It just worked out by pure coincidence that the mortgage on my condo came up for renewal at the exact same time that we decided to purchase the new house. Matt’s condo, which we have now sold, had about 8 months remaining on the term, and so we are discharging that one early and are stuck paying the associated penalty.
So we have been shopping around for rates for the house and the condo, in what seems like the endless task. We’re trying two different routes for this challenge: the big bank (BMO), and a mortgage broker (Bill Dietrich from Invis). Both have been extremely helpful, and are constantly in touch with rate updates, news, requests for additional information, etc. Expect a further update on both soon!
There are a few things I have learned in this process:
- I wasn't aware that on the rental property, we can claim the interest portion of the mortgage payments on our income taxes. Since the rent itself also has to be claimed on our taxes (as income), it is to our benefit to have a higher interest portion on the mortgage, to lessen the profit at tax time.
- One option we have faced is the possibility of boosting the mortgage on the condo (through a refinance), and taking the difference (between the new loan value and the balance remaining), and putting that towards our downpayment at the new house. Since the condo mortgage interest can be claimed for taxes it is beneficial to have the mortgage higher there and lower at the house we live in. Here is where the catches are:
- a new rule was passed this year that says that CMHC will not insure a loan on an investment property unless a minimum of 20% has been put down. No problem - I already owe less than 80% of the purchase price of the condo. And if a new assessment was to be done on the condo, I think we would find that I'm already down to about 50% - the value of my condo has skyrocketed over the past few years, as it is in a hugely "in-demand" area with lots of new development, gentrification, and just overall coolness taking place.

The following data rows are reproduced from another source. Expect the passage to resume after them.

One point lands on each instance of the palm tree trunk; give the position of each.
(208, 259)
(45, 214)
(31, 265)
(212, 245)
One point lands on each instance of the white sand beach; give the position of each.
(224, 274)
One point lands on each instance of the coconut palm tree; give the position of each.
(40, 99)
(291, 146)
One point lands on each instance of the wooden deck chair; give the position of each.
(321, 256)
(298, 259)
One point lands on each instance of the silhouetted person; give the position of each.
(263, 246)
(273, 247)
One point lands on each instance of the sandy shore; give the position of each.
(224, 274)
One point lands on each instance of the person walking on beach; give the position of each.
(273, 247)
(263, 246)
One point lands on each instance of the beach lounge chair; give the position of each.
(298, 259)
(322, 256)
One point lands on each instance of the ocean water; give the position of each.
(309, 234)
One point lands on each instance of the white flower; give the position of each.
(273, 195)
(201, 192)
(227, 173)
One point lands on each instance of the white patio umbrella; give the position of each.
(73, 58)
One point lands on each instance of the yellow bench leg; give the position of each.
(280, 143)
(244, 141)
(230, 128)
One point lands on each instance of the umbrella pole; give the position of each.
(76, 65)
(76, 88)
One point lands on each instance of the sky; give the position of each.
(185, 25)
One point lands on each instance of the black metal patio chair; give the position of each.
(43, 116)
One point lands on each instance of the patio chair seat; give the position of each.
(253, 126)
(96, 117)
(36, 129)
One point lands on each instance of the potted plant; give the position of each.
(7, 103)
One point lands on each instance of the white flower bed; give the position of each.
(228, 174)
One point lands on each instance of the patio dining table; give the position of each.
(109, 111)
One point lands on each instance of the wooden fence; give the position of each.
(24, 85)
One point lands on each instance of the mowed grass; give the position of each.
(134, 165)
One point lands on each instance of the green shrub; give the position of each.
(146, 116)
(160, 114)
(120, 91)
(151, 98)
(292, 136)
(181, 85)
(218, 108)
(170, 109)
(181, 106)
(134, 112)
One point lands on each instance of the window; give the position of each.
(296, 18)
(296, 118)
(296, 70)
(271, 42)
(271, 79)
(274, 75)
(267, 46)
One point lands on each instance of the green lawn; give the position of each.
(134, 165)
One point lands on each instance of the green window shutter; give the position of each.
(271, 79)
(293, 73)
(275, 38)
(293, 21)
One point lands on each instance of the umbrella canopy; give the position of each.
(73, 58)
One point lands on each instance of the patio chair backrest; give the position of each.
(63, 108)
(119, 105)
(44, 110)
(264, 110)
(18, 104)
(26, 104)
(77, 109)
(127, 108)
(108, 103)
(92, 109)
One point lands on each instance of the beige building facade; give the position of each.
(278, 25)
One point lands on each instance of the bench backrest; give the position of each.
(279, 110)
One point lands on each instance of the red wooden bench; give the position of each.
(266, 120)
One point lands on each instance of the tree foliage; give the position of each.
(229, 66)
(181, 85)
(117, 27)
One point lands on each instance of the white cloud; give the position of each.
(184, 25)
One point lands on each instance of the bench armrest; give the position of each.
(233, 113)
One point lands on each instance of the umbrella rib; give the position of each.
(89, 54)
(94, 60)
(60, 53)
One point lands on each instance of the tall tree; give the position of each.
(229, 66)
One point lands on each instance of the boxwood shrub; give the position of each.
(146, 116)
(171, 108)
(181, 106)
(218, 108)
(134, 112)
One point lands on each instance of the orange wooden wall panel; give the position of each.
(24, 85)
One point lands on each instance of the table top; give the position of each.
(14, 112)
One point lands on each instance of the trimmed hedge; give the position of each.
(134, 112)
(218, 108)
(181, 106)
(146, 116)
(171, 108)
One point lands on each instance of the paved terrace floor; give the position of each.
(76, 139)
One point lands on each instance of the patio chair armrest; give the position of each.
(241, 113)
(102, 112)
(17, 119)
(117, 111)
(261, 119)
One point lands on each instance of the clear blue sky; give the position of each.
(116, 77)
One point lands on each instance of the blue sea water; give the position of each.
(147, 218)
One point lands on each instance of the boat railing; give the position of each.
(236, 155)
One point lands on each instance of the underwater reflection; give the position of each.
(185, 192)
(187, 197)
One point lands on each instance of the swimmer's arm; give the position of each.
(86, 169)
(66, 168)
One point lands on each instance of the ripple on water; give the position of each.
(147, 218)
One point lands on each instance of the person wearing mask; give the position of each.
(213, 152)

- Despite the now very low ratio mortgage on the condo, it seems that the size (400 square feet) and the fact that it will not be owner-occupied are a deterrent for the lenders, and is enough for the bank to decline me a refinance?! I know that similar units are selling for more than 35% more than what I paid 5 years ago... but the bank doesn't feel good about giving me a few more thousand dollars on the mortgage?

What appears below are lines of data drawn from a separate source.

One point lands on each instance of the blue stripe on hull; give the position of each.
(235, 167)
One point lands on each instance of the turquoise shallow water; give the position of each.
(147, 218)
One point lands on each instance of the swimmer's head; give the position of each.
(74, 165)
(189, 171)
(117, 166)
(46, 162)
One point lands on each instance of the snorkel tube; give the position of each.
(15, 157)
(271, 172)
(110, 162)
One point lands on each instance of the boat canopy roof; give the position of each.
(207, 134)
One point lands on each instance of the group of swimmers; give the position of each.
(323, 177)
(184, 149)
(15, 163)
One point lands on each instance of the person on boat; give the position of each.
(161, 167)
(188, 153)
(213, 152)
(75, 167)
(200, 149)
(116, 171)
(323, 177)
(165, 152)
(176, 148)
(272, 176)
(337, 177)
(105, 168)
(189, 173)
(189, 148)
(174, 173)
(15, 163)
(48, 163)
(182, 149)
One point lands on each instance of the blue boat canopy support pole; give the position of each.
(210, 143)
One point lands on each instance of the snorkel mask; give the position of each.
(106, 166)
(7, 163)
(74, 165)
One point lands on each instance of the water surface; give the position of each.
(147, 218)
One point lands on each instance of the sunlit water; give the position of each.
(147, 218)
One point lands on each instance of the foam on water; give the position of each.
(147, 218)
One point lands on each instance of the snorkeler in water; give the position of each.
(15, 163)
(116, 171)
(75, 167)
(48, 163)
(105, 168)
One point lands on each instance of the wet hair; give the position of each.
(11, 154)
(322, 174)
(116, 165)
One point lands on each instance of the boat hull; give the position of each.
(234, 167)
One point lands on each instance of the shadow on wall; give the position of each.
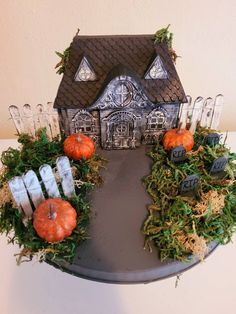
(39, 288)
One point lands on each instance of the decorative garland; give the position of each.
(32, 155)
(178, 225)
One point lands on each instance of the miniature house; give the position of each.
(120, 90)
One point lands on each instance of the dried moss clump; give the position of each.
(183, 226)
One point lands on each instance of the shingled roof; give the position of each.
(105, 53)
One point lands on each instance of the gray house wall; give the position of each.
(122, 117)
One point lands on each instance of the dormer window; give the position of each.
(156, 70)
(85, 72)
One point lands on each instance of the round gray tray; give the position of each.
(114, 253)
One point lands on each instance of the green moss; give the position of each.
(171, 213)
(32, 155)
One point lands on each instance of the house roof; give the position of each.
(106, 54)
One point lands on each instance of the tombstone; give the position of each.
(219, 165)
(178, 154)
(213, 139)
(189, 184)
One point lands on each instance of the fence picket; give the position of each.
(42, 120)
(17, 119)
(33, 187)
(49, 181)
(207, 112)
(28, 120)
(20, 195)
(196, 115)
(218, 106)
(65, 173)
(53, 120)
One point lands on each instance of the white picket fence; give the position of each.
(28, 185)
(29, 120)
(205, 112)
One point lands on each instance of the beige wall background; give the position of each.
(31, 30)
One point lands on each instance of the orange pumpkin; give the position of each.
(176, 137)
(78, 146)
(54, 220)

- The bank and the mortgage broker seem to come up with entirely different options and ideas from each other!
- We have been advised that if we are going to put 10% down on the house, we pay less CMHC fees than if we put down 5%. If we put down 20% we pay no fees. But if we put down 15% we are fools? Basically, the thinking is that 15% is so close to the 20% threshold and no fees, but yet so far. Apparently many homebuyers, if they end up with 15% downpayment, will only put 10% down and keep the other 5% as cash on hand... very handy if you are furnishing/decorating the new home. I don't know though... i'd rather have less cash on hand if it also means less for CMHC.... what do you all think?
I have learned quite a bit more in the process, and like I said - both the bank and the mortgage broker have been very helpful and have been really great at explaining everything to me.

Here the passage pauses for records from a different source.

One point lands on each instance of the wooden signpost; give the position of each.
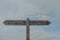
(27, 23)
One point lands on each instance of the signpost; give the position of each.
(27, 23)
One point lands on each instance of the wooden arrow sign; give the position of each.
(27, 23)
(23, 22)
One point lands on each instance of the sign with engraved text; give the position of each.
(27, 23)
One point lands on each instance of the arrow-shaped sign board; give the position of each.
(23, 22)
(27, 23)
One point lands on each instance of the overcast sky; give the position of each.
(35, 10)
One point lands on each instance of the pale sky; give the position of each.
(35, 10)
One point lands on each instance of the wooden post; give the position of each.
(27, 30)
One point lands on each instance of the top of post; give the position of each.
(27, 18)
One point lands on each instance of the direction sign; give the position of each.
(27, 23)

I will share more from them soon!
In the meantime, I feel like I have spent a great majority of the past few weeks sending emails and speaking on the phone with both, and I have found it excruciatingly difficult to keep track of all the details. Realistically, we could sign the papers on the renewal any day now, but I find myself constantly juggling out the options, the rates, the downpayments, etc. I cannot wait until all this is finalized! Come on banks, show me the money!